Honestly, courage in media is for journalist and documentarians, creators of fiction tell stories that inspire courage but very seldom do I believe them to be courageous. There are exceptions no doubt, but ego is more at play than courage, yet I guess neither can live without the other. Movies are so hard to get made to begin with, there are so many people involved at every level, and the paperwork! It’s amazing a film even gets made – paintbrush that costs millions of dollars (yet another saying)… So really, the courageous part is just attempting to make a movie in the first place (or is it insanity). The crew and cast were courageous enough to work with us in the first place, on such a tiny budget and with a first time feature filmmaker such as myself. The town of Castlegar giving us full access to their home, in all ways, that’s courage.
Where there any risks that you faced during production and how did you find a way to embrace them?
Well we risked hundreds of thousands of dollars on something that came from my brain! And we did it 19 days. Which, when you have 150 scenes to cover, you end up moving locations every day, sometimes multiple times per day, so we had to be pretty nimble to get everything in the can the first round. There was no picking up scenes the next day. You get it, or you don’t. We had one day way out in the middle of the woods that was our hardest day, and as we fell behind, the coming end to the day was like a vice slowly crushing us. Skin of our teeth we got the day, but the biggest risk was the intense pressure of the schedule and what the script called for. Our poor crew.
What influenced the visual style of the film?
There are a lot of influences for the visual style, so many films Norm Li, csc and I had coming in with, but nothing was as successful at influencing than the character of Alison herself. We decided early on that the film would take place in her POV. We wanted to be with her, so we as an audience could react as she does, right with her instead of ahead of her.

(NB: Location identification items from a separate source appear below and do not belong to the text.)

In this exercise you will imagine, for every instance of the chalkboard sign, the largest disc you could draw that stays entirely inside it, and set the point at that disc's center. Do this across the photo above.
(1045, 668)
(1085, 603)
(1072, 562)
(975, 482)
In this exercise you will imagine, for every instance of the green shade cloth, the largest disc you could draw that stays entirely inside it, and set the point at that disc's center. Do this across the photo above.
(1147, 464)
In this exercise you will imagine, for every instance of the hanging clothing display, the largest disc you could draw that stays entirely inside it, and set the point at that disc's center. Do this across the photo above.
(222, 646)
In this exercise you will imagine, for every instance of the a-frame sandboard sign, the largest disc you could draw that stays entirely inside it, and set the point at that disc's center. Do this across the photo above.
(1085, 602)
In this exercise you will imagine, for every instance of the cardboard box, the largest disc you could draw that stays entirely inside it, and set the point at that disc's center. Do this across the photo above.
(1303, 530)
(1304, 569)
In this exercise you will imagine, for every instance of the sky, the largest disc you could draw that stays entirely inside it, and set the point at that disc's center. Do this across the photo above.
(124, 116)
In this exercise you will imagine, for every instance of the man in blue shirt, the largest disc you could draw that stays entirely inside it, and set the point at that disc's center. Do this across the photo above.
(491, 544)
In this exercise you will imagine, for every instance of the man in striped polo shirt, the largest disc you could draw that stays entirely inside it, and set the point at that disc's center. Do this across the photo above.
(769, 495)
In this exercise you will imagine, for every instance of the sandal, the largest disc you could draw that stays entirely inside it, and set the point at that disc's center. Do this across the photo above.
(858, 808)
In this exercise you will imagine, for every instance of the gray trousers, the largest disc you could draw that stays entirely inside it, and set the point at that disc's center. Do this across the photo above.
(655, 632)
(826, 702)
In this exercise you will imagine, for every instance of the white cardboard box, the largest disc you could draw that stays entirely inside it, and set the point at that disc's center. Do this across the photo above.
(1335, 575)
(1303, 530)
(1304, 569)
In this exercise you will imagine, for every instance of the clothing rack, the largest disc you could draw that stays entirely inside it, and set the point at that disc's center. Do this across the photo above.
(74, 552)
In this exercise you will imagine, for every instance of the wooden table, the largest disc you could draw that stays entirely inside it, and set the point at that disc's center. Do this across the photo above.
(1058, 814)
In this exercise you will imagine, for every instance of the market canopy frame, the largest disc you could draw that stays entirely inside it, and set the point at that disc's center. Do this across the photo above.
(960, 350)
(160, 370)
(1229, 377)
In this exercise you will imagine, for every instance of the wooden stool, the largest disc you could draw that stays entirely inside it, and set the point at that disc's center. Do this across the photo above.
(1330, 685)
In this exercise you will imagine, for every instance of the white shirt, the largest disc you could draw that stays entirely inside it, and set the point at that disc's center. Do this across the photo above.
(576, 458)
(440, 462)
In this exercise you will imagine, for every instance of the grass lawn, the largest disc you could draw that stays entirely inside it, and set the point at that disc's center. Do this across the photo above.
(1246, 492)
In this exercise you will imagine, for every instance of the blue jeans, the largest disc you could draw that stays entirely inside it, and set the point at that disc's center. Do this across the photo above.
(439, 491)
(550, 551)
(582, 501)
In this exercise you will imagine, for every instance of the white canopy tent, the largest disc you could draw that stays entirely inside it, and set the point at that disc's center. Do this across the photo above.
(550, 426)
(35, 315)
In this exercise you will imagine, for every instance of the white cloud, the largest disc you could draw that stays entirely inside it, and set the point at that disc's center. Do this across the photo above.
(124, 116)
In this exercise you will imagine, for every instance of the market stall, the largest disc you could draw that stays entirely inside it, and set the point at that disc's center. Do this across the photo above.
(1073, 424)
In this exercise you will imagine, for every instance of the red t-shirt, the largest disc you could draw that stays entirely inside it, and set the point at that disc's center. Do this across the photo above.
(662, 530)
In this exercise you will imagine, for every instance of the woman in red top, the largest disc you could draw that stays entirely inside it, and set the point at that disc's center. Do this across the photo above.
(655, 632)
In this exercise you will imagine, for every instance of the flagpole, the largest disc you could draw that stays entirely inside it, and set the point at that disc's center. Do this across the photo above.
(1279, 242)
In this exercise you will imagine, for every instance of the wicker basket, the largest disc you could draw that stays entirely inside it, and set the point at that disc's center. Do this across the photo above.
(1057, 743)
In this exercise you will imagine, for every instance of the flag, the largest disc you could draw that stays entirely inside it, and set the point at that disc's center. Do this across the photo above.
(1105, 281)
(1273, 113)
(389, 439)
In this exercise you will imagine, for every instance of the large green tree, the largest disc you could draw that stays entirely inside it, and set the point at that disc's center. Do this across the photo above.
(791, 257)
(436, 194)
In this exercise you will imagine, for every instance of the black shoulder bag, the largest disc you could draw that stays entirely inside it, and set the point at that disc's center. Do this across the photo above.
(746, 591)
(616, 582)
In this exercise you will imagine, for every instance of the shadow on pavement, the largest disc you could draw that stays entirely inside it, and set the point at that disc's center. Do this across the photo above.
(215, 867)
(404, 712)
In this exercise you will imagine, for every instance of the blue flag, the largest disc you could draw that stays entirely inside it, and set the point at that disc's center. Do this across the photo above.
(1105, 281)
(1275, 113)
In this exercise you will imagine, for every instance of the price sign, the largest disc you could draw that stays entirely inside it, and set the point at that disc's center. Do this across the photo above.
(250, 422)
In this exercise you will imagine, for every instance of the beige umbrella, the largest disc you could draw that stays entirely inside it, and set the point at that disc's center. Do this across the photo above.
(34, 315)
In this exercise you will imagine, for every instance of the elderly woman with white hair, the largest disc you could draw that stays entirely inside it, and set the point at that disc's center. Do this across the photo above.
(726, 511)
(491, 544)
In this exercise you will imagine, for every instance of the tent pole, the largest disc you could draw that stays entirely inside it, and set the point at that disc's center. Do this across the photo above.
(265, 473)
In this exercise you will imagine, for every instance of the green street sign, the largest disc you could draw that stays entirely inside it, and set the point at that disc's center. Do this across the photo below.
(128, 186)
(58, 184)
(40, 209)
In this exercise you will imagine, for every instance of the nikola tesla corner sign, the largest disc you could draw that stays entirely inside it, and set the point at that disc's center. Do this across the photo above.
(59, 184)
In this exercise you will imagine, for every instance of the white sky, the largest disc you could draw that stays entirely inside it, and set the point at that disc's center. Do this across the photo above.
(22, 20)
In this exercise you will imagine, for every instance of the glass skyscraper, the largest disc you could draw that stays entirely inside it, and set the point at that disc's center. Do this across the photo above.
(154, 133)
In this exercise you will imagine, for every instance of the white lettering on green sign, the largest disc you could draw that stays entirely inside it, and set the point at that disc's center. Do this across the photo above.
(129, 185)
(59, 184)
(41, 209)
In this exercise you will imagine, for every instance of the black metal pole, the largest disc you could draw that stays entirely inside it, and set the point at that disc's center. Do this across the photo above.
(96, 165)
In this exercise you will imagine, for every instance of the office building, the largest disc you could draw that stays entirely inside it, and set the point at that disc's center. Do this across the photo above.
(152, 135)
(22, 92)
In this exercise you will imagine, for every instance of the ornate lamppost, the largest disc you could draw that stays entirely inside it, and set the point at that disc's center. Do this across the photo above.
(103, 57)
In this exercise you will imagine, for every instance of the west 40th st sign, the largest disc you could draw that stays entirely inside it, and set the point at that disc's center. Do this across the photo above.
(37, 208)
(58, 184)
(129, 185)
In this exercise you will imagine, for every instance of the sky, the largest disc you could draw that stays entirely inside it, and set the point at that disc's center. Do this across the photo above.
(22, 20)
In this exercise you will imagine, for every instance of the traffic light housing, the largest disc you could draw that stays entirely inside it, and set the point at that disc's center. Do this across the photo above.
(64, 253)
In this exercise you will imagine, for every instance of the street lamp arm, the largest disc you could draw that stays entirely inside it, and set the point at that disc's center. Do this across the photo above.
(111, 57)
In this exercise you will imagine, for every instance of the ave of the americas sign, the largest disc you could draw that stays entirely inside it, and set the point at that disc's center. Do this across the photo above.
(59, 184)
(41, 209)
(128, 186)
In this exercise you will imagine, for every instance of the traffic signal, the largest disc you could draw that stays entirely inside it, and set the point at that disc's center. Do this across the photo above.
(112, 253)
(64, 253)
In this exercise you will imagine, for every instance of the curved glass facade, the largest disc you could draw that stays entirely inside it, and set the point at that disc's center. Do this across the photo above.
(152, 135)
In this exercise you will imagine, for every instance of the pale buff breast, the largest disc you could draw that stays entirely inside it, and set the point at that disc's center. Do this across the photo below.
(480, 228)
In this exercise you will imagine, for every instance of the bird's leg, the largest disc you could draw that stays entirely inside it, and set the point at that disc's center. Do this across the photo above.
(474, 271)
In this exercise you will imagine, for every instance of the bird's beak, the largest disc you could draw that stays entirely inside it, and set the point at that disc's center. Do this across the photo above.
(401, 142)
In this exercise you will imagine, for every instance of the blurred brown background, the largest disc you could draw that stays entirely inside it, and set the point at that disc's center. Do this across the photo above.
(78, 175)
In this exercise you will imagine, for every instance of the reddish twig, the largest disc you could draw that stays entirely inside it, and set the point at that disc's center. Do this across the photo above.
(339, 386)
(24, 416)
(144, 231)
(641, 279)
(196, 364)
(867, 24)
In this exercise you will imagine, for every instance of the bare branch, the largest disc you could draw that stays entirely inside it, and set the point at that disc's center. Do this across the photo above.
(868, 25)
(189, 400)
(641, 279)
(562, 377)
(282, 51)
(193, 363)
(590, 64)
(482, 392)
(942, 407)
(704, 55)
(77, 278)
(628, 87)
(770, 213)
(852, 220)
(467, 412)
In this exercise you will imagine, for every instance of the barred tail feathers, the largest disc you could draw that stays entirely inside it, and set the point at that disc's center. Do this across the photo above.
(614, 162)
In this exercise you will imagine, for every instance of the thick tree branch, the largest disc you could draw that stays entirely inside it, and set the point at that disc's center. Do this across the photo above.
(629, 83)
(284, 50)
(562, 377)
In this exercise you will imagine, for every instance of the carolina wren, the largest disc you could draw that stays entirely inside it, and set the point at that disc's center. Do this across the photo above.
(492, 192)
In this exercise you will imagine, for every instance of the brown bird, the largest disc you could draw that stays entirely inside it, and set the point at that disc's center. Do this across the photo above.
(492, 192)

There is a trope with thrillers, where a set-up is revealed only to the audience, which creates a lot of tension, but tends to lose the authenticity of being in a moment. Showing Castlegar and the Kootenays as though you lived there was very important to us. This meant that camera and character would have to perform a sort of dance together, always on a shoulder, always engaged unravelling information as tight to the chest as possible. In turn, it creates a claustrophobic setting, feeling the world around us and reacting to it as we go. Authentic was paramount, and I think this stylistic approach worked well.
What risks did you take to tell your story?
The biggest risk, which could have affected the entire production was bringing a cast and crew deep into the mountains on a shoestring budget, a day’s drive from any production house that could help us if we lost or damaged any equipment, with an airport known as Cancel-gar for it’s inconsistent arrival security with cast flying in from across the continent and photography scheduled right on the edge of a winter snowfall. I’d say shooting in Castlegar was both the biggest risk and the biggest reward, couldn’t have made the film without Castlegars help. Snow began to fall days after we wrapped. We got lucky.
How would you encourage others to tell their story or manage through the process of screenwriting or film producing?
Be honest with yourself, how much do you like the story you’re telling? Is it saying something you believe in or can stand by? You will be living with it for years, it’s been over 3 for me, and if you’re not committed, the vultures will circle and force their way into your story. As difficult and special a script is, people will always have notes. For years you’ll get them. So be honest with yourself and pick how far you want to fight for your creation, and what your limit is until you pull the plug completely. You will be challenged at every turn. Oh and hire people you know and trust as much as possible, more people in your corner the better, but always let the story be yours and only yours.